Seine erste Single ›Sally Sue Brown‹ erschien unter dem Künstlernamen June Alexander. Da war er knapp 20 Jahre alt. Der Erfolg blieb aus, brachte ihm aber die Aufmerksamkeit des ortansässigen Produzenten Rick Hall ein. Hall produzierte Alexanders zweite Single, diesmal unter seinem wahren Namen. ›You Better Move On‹ entwickelte sich zu einem veritablen Hit. Doris Day coverte den Titel als erste, die Stones packten ihn auf ihre Debüt-EP The Rolling Stones.
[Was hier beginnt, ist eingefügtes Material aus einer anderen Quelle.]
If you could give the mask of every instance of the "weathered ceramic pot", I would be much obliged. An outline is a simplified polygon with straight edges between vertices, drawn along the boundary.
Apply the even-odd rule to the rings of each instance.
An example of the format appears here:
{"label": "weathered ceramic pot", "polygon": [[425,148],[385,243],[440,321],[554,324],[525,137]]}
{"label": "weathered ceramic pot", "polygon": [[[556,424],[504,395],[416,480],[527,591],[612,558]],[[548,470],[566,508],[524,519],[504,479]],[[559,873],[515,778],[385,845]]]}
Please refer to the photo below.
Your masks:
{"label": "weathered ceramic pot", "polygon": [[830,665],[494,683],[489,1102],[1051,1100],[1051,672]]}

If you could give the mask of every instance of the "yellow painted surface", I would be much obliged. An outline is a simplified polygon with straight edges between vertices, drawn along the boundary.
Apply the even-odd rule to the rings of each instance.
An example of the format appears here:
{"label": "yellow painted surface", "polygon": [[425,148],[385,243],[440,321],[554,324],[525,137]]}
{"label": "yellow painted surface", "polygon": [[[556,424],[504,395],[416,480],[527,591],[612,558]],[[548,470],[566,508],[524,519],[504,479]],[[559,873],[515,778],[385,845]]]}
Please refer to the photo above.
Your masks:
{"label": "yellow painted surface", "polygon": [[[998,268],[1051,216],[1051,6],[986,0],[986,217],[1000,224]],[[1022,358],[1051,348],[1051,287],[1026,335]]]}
Arthur Alexanders Debüt-LP von 1962 gelangte durch clevere Matrosen, die sich ein paar Pfund hinzuverdienen wollten, schnell in die englische Hafenstadt Liverpool. Deren Jugend war stets an der neuesten Musik vom nordamerikanischen Kontinent interessiert. Die Vinylscheibe begeisterte die Mitglieder zweier Liverpooler Bands so sehr, dass sie gleich mehrere Titel der Songlist übernahmen. Die Beatles verewigten ›Anna (Go to Him)‹ auf ihrem Debütalbum Please Please Me und spielten ›A Shot of Rhythm and Blues‹ sowie ›Soldier of Love‹ bei ihren Liveshows. Ihre Kollegen von Gerry & the Pacemakers brachten sogar drei von Alexanders Titeln auf ihrer ersten Langspielplatte unter. Gerry Marsden, der Bandleader der Pacemakers, erinnert sich:

»Ich war ungefähr fünfzehn oder sechzehn, als ich Arthurs Musik zum ersten Mal hörte. Ich glaube, seine Platten kamen durch Seeleute aus New York nach Liverpool. Ich mochte seine Musik, ich mochte seinen Stil und seine Stimme.«

Im Jahr 1966 wagte sich Arthur Alexander auf eine dreiwöchige England-Tournee. In London absolvierte er Auftritte in den Clubs Flamingo, The Ram Jam Club und im nahmhaften Marquee. Später sollte er die Tour als einen Höhepunkt seines Lebens bezeichnen.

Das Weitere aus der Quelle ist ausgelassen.